10. Mistake

2.6K 310 7
                                    

Bukan Salah Tuhan
10. Mistake

Hujan deras membuat langit gelap. Menderaskan airmata. Ketakutan telah menguasai Lisa sampai pikirannya sama sekali negatif.

"Itu- itu rumah sakitnya," sengalnya, bersyukur sekali saat samar-samar matanya melihat bangunan putih tak jauh dari pandangan.

Lisa mempercepat larinya, walau jalanan licin. Lisa tak peduli, apa lututnya akan sobek atau tulang keringnya patah, Lisa sama sekali tidak peduli.

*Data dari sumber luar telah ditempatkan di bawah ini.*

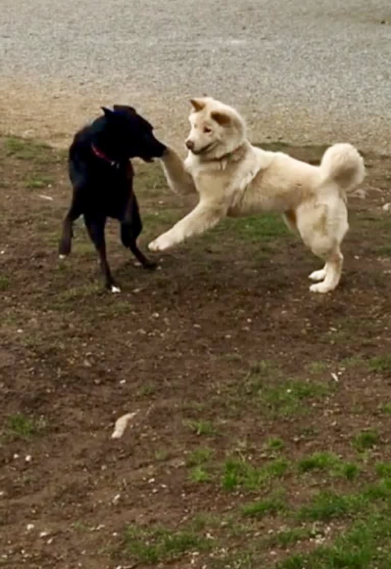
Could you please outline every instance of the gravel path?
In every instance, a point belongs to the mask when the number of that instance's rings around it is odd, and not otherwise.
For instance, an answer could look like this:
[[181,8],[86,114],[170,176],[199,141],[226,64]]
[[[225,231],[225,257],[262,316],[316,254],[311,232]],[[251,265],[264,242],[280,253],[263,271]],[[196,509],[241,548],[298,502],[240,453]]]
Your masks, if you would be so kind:
[[179,141],[188,97],[208,93],[256,141],[391,150],[389,0],[1,0],[1,14],[0,131],[68,143],[123,102]]

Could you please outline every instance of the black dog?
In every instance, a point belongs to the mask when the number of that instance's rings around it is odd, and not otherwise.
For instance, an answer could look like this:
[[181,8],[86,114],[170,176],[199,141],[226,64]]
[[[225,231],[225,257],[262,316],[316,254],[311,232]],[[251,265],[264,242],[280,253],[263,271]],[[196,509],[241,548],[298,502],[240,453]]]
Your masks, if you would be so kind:
[[142,225],[133,191],[133,171],[130,158],[145,162],[160,158],[166,149],[153,134],[153,127],[129,106],[102,107],[104,114],[75,135],[69,149],[69,178],[73,187],[72,203],[64,221],[58,251],[69,255],[72,224],[83,215],[91,239],[99,255],[106,286],[119,292],[106,257],[104,226],[107,217],[120,223],[121,240],[146,269],[155,265],[136,244]]

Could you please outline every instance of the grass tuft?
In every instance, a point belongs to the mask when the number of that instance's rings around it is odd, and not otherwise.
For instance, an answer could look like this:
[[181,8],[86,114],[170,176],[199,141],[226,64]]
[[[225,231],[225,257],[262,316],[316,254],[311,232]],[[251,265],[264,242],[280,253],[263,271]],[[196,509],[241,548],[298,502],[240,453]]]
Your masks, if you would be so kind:
[[124,547],[138,562],[157,563],[192,550],[209,549],[211,543],[190,530],[172,531],[162,526],[144,529],[131,525],[125,531]]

Lisa masuk ke dalam rumah sakit. Berteriak kepada seorang perawat untuk cepat menangani Chaeng lalu berlari keluar. Disana, ia menangis sendirian di taman. Daritadi ia tahan airmatanya agar tidak tumpah.

Gelap. Dingin. Sepi. Dan sendirian. Pantas sekali untuknya yang sudah lalai menjaga sahabatnya.

Ponsel Lisa berdering. Dari Dara,

"Keadaannya tidak terlalu baik, mau kesini?" Suara Dara membuka panggilan.

Lisa menghapus airmatanya, mengiyakan dengan suara yang diusahakannya tidak bergetar. 

Lisa muncul, mengagetkan dengan lirihan,

"J-joesonghamnida,"

Semua menengok Lisa, Lisa menundukkan kepalanya bersamaan dengan jatuhnya airmata di pelupuk mata kirinya.

Dara yang pertama mengambil tindak. Ia membelai dengan lembut surai Lisa, membawanya ke dalam pelukannya.

"Untuk apa, hm?" tanyanya lembut.

"A-aku- aku lengah dalam menjaganya, aku tidak bisa melindunginya. Maafkan aku, aku tidak-" Suaranya ditelan isakan, dadanya sesak.

Dara mengeratkan pelukannya, tertawa lembut sekali, "Ini semua salahku, jangan salahkan dirimu, arachi? Jangan khawatir, semuanya akan baik-baik saja,"

Lembut mengalun, menenangkan hati yang kalut. Lisa balas memeluk Dara, menumpahkan airmatanya di pelukan Dara.

"Aku sangat minta maaf, aku benar-benar minta maaf," Seduan Lisa berhasil membuat Dara kembali mengeluarkan airmata.

"Oh, astaga! Sudah sore. Ayo, aku tahu kau belum makan siang," Dara berkata, suaranya lemah lembut.

Lisa mengangguk saja. Semangkuk mie kuah disaat hujan seperti ini akan sangat nikmat.

+++

Sedang Dara dan Lisa mencari makan, Jisoo berinisiatif menemui dokter adiknya. Menanyakan kabar terbaru si tersayang.

Jisoo tidak mau, sedikitpun ia tidak mau, Dara yang mendengar langsung dari Dokter Seul bagaimana keadaan Chaeng. Dara selalu menangis setiap Dokter Seul mengatakan bagaimana kondisi Chaeng, seolah kata-kata Dokter Seul menyakitinya.

"Dokter Seul," panggil Jisoo, "Bagaimana keadaannya?" tanyanya setelah ia bertemu dokter muda itu.

Dokter Seul menghela nafasnya. "Harus kukatakan, yang bisa kita lakukan sekarang hanya menunggu. Chaeng, jantungnya memburuk setiap waktunya, kita harus lebih memperhatikan dirinya. Secepatnya, temukan pendonor atau belajar merelakan adikmu pergi," semprot Dokter Seul.

Jisoo memejamkan matanya, mengambil nafas perlahan, berusaha menerima bahwa apa yang Dokter Seul katakan tidak bisa ia sangkal.

Jisoo perlahan mengangguk, "Eoh, aku mengerti," ucapnya pelan, cepat-cepat menghapus airmata yang baru turun melewati pipinya.

"Aigoo, joesonghamnida," Jisoo terkekeh pelan melihat tangan yang basah karena airmatanya.

Raut tegas Dokter Seul perlahan melemas. "Aku tahu bagaimana rasanya menjadi dirimu, tapi aku tidak tahu bagaimana rasanya bila kau menjadi diriku," Dokter Seul menatap lantai pijakannya, raut wajahnya sangat lembut.